En México, las manifestaciones del 28S de este año no fueron la excepción. Las voces que se alzaron en todo el país exigían un mensaje unificado: “Fuera el aborto del Código Penal”. Las feministas demandamos que el derecho al aborto sea reconocido como un servicio de salud fundamental, accesible para todas las mujeres y personas gestantes sin importar su condición o lugar de residencia. A pesar de los avances logrados en los últimos años, la despenalización del aborto en México sigue siendo desigual y limitada a ciertos territorios.
Actualmente, solo 12 estados han despenalizado parcialmente el aborto: Ciudad de México, Oaxaca, Hidalgo, Veracruz, Coahuila, Baja California, Colima, Sinaloa, Guerrero, Baja California Sur, Quintana Roo y Puebla. En otros estados como Nayarit, Yucatán, Zacatecas y Jalisco, los congresos locales han ignorado los mandatos judiciales que ordenan la derogación del delito de aborto, lo que ha generado incertidumbre y enviado un mensaje poco democrático a la ciudadanía.
En otros países de América Latina, la lucha por el derecho al aborto también avanza de manera desigual. En Chile, el movimiento espera una propuesta para un marco legal más amplio que garantice el acceso al aborto. En Colombia, en contraste, las manifestaciones fueron de celebración a más dos años de la histórica decisión que permite el aborto hasta la semana 24.
En Perú, Ecuador y Brasil, las manifestaciones del 28 de septiembre también reunieron a miles de mujeres que exigieron la despenalización del aborto. En Perú se visibilizó con mucha fuerza la terrible realidad de las maternidades forzadas en niñas y adolescentes. En Quito, las manifestantes exigieron que el Estado garantice el acceso al aborto seguro y gratuito, y que se respeten los derechos reproductivos de las mujeres en todas las circunstancias.
En Brasil, a pesar de las severas restricciones al acceso al aborto y la fuerte resistencia de sectores conservadores, el movimiento feminista continúa luchando por la justicia reproductiva y exigen que el Estado reconozca el derecho de las mujeres a decidir sobre sus cuerpos y elimine las barreras legales y sociales que impiden el acceso a un aborto seguro y gratuito.

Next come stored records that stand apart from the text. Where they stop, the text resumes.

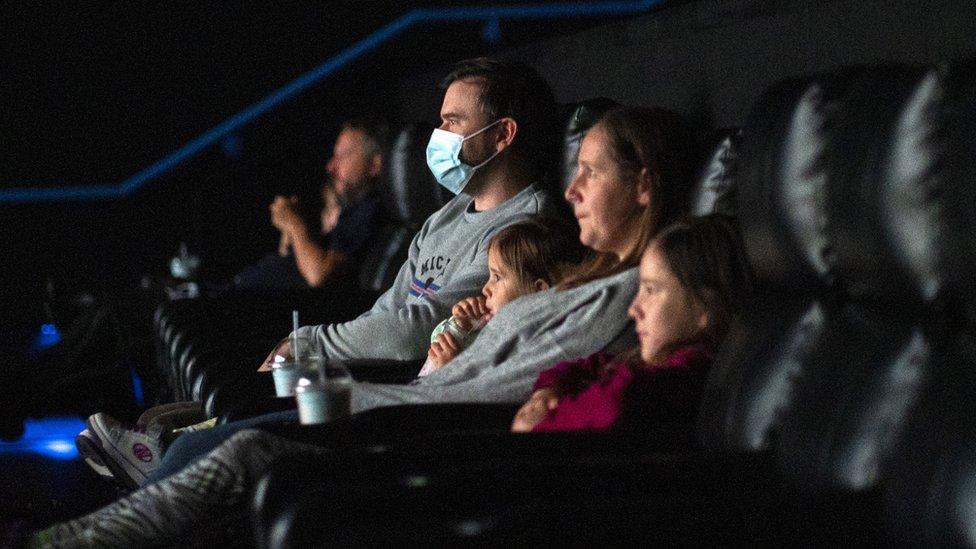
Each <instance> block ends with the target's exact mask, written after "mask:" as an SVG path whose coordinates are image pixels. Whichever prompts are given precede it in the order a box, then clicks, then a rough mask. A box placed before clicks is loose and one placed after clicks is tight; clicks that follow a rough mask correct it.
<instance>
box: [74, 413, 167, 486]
mask: <svg viewBox="0 0 976 549" xmlns="http://www.w3.org/2000/svg"><path fill="white" fill-rule="evenodd" d="M86 423H87V425H88V430H89V431H90V432H91V434H92V435H93V437H94V439H95V441H96V442H97V443H98V444H96V445H94V447H95V450H96V452H97V453H98V455H99V456H100V457H101V458H102V463H104V464H105V466H107V467H108V468H109V470H110V471H111V472H112V474H113V475H114V476H115V479H116V480H117V481H119V482H120V483H122V484H123V485H124V486H125V487H126V488H128V489H130V490H134V489H136V488H138V487H139V486H141V485H142V484H143V483H144V482H146V479H147V478H148V477H149V475H150V474H151V473H152V472H153V471H155V470H156V467H159V460H160V459H161V458H162V449H163V448H162V444H161V442H160V439H159V436H153V435H154V434H152V433H146V430H145V428H144V427H138V426H137V427H134V428H131V429H130V428H127V427H125V426H124V425H122V424H121V423H119V422H118V421H117V420H116V419H115V418H113V417H112V416H110V415H108V414H104V413H98V414H95V415H93V416H91V417H89V418H88V421H87V422H86Z"/></svg>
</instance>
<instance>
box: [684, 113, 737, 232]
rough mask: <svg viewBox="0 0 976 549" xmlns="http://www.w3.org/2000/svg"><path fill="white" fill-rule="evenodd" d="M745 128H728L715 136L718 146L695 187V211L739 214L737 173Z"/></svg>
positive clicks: (694, 198) (694, 213)
mask: <svg viewBox="0 0 976 549" xmlns="http://www.w3.org/2000/svg"><path fill="white" fill-rule="evenodd" d="M741 140H742V130H741V129H739V128H726V129H723V130H720V131H719V132H718V133H717V136H716V138H715V139H714V143H715V146H713V147H712V149H711V153H710V154H709V155H708V156H707V157H706V158H705V166H704V167H703V168H702V170H701V171H700V172H699V175H698V180H697V181H696V182H695V186H694V187H693V188H692V190H691V204H690V208H689V213H691V215H708V214H712V213H718V214H722V215H727V216H731V217H735V214H736V207H735V206H736V204H735V185H734V182H735V175H736V170H738V167H739V143H740V142H741Z"/></svg>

A pesar de los logros en países como Argentina, Uruguay, Cuba, Guyana y Colombia, donde el aborto ha sido despenalizado en diversas circunstancias, la realidad para millones de mujeres en la región sigue siendo de criminalización y riesgo. En naciones como El Salvador, Nicaragua, Honduras y República Dominicana, el aborto está completamente prohibido sin excepciones, y las mujeres que lo practican pueden enfrentar penas de prisión.
El 28 de septiembre es, sin duda, una fecha clave para la lucha por los derechos reproductivos en América Latina. Las manifestaciones en toda la región son expresión de resistencia y esperanza, reflejando también la dura realidad que enfrentan las mujeres y personas gestantes que buscan acceder a un aborto seguro y gratuito. La criminalización, el estigma social y la falta de acceso a servicios de salud continúan afectando a millones. Cada año, las calles de América Latina se llenan de voces que exigen justicia reproductiva y derechos humanos para today todes.
El movimiento feminista ha logrado avances significativos, pero los desafíos siguen siendo enormes. Este día no es solo una fecha de protesta, sino también una oportunidad para reflexionar sobre los logros alcanzados y los retos que aún quedan en la defensa de los derechos reproductivos. La marea verde avanza, junto con la esperanza de que algún día todas las personas de la región puedan ejercer su derecho a decidir sobre sus cuerpos sin miedo a la criminalización social y jurídica.